For hardcore Earthsea fans, and for people who delight in such things, Le Guin has also provided two maps: one of the inner lands of the archipelago and a more detailed and updated map of Earthsea.
Tales from Earthsea is a wonderful work and fans of the Earthsea books will be delighted with the insights that Le Guin offers into her magical world through these five tales. And though the author recommends that readers first tackle the previous Earthsea books, I feel even a people new to Earthsea can start on a reasonable secure footing provided they read Le Guin's introduction to the book and the A Description of Earthsea that she has so thoughtfully appended at the end. Having said that, the tales are a much more delight, if you are familiar with the Earthsea series. . . you just take away that little bit extra from the book.
Tales from Earthsea book is easily amongst the best that I have read in the fantasy genre for some time. The stories are excellent and beautifully crafted; Le Guin is a master storyteller. Le Guin once again shows her mastery over characterization. Otter/Medra, Dulse and Ogion, Irioth and Dragonfly are entrancing and compelling characters. Moreover, Le Guin shows that it is possible, for both writers and readers to visit an alternative world again after many years and still delight in its vision and complexities.
--------------------------------------A note: I first came across the Earthsea books through Harry Potter. An online essay (I can't find it now) mentioned how J. K. Rowling's Hogwarts School of Witchcraft and Wizardry was an extension of Le Guin's School of Magic on Roke Island. That was about five years back. My search for Earthsea books began then.

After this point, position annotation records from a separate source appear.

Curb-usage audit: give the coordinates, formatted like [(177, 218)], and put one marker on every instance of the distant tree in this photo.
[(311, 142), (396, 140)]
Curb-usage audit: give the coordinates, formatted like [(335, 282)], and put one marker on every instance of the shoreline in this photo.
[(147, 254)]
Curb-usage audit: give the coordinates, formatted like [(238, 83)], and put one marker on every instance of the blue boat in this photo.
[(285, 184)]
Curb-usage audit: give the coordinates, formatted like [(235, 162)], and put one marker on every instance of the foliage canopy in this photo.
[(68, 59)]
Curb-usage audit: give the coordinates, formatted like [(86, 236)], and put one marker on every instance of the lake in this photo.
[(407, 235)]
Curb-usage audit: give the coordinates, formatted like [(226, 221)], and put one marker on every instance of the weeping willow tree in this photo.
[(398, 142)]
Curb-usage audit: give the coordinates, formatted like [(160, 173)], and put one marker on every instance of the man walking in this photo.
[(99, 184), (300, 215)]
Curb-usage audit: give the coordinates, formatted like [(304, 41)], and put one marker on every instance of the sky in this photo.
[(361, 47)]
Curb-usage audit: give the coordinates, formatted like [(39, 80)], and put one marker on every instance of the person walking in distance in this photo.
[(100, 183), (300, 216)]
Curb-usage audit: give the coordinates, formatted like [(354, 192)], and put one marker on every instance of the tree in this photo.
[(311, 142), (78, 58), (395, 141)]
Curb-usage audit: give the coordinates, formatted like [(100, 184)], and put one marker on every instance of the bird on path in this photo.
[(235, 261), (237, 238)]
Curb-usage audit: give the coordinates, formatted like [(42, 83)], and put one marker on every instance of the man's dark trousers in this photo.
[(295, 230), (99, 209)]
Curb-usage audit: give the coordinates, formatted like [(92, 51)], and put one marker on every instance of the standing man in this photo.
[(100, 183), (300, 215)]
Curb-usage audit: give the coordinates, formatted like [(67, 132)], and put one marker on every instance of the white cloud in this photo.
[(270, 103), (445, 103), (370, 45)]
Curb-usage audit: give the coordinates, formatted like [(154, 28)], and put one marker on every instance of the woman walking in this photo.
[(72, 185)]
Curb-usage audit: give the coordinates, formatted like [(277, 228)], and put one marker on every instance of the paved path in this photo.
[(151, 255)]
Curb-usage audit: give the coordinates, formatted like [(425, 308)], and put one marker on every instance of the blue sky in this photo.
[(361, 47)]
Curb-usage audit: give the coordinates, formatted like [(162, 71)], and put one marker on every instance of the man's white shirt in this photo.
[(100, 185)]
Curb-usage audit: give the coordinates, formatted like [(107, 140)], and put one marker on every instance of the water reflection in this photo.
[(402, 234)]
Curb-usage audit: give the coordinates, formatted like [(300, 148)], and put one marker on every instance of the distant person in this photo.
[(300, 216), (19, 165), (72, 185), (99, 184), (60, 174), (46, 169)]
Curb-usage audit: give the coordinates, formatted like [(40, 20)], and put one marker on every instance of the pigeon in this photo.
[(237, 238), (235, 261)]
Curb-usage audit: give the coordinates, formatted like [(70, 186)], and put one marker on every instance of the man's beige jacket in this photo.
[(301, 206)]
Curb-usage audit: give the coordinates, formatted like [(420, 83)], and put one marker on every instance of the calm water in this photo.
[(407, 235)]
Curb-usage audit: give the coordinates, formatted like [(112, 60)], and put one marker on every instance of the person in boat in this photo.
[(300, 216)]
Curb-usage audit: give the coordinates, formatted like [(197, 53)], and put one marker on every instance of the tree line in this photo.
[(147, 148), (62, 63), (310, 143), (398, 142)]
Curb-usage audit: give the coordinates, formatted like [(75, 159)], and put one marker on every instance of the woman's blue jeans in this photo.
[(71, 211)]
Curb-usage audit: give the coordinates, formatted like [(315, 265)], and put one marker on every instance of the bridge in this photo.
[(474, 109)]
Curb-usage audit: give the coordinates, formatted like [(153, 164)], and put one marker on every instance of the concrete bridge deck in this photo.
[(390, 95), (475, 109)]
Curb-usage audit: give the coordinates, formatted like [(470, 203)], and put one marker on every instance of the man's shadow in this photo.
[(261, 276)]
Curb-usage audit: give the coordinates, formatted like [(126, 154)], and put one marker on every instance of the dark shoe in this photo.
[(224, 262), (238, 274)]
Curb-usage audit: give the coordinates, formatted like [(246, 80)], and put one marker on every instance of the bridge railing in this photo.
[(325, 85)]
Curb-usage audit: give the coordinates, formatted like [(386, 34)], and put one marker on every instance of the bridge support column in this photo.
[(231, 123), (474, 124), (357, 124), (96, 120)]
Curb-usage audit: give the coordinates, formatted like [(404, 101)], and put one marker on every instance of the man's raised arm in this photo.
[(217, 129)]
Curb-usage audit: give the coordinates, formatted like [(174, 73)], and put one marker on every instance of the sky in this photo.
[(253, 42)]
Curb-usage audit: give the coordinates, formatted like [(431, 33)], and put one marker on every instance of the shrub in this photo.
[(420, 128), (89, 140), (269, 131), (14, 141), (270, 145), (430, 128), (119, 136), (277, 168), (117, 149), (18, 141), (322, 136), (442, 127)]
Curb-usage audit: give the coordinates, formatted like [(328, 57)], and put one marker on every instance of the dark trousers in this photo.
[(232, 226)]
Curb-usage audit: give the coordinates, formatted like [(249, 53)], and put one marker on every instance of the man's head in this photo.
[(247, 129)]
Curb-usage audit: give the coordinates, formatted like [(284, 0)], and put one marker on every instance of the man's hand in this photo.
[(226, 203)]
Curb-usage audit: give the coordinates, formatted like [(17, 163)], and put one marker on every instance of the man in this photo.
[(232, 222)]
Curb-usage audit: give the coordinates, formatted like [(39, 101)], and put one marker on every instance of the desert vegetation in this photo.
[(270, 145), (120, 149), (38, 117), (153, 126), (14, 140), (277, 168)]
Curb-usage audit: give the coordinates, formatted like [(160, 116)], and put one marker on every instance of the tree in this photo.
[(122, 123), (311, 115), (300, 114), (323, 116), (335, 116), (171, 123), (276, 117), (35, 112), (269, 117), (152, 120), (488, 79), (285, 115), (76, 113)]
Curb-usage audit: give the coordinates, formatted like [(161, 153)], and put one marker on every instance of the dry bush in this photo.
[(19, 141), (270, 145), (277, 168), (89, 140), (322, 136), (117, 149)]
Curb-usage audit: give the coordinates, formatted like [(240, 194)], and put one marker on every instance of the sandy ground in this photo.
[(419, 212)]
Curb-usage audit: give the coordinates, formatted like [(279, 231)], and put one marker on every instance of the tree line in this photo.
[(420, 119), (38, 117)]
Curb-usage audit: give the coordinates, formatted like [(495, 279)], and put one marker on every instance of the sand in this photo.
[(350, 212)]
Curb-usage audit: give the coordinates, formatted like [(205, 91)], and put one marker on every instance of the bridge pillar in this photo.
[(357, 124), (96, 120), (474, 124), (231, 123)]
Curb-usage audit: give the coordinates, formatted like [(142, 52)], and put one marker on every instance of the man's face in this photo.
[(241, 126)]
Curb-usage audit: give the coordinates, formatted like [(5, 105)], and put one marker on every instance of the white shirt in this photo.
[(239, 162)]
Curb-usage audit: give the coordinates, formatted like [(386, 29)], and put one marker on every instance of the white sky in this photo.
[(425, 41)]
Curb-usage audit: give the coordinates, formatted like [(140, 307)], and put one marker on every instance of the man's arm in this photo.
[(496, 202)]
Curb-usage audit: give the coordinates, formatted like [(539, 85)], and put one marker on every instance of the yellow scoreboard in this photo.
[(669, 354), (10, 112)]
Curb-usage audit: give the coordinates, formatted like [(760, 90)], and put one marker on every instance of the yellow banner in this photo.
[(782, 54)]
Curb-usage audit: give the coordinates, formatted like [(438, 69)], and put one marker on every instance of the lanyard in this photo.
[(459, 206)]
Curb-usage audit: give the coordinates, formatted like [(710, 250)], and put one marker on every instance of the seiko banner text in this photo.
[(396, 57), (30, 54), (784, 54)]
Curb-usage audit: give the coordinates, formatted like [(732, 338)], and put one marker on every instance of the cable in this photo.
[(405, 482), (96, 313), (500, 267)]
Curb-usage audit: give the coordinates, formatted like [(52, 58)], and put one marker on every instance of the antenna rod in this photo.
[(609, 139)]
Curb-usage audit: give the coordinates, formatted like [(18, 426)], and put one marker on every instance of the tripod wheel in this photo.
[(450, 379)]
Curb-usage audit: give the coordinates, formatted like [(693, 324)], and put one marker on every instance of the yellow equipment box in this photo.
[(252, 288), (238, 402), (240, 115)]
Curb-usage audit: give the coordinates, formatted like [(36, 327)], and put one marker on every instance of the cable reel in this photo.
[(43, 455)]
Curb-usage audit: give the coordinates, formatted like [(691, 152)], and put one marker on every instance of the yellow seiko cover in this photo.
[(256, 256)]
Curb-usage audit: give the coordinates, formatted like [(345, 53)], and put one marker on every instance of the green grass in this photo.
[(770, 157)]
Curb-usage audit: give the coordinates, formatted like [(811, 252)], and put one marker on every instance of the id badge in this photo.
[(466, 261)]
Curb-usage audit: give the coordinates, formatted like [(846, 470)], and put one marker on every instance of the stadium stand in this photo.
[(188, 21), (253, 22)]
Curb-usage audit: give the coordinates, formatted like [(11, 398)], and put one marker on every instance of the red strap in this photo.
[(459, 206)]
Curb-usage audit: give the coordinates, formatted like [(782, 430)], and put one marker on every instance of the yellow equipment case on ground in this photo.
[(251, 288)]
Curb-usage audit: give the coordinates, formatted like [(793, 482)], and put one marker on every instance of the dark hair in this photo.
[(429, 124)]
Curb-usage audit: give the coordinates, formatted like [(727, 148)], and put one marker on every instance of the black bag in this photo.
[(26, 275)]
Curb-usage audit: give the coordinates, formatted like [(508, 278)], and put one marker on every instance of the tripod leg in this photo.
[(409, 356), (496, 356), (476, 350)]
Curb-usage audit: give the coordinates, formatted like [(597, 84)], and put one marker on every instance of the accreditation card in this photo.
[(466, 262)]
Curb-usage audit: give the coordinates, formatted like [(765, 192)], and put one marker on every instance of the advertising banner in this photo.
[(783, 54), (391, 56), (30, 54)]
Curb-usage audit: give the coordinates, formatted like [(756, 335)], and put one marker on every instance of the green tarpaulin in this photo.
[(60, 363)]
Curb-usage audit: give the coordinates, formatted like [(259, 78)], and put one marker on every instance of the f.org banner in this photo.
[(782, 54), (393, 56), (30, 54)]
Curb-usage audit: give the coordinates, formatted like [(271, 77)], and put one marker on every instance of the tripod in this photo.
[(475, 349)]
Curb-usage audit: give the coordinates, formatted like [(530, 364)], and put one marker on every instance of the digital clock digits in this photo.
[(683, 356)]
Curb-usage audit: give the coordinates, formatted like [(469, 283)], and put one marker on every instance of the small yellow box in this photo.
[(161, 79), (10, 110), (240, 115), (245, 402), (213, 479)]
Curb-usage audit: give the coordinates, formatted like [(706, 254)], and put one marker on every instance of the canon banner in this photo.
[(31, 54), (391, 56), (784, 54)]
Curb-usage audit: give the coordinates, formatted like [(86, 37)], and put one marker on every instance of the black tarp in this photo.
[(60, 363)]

After looking for them unsuccessfully in bookshops for a few months, I mentioned this to a techie friend who managed to procure soft copies of the books from IRC network.
The Earthsea novels are still not easily available in India, at least I haven't come across them in Mumbai. Tales from Earthsea is the one that you'll find on the bookshelves now and if am right it was published in early 2001. The Other Wind is still unavailable though it too was published in 2001. I found a single copy of The Earthsea Quartet (The Earthsea trilogy + Tehanu) in the British Council Library, Mumbai. Amazon, I think, still remains the best bet for these books.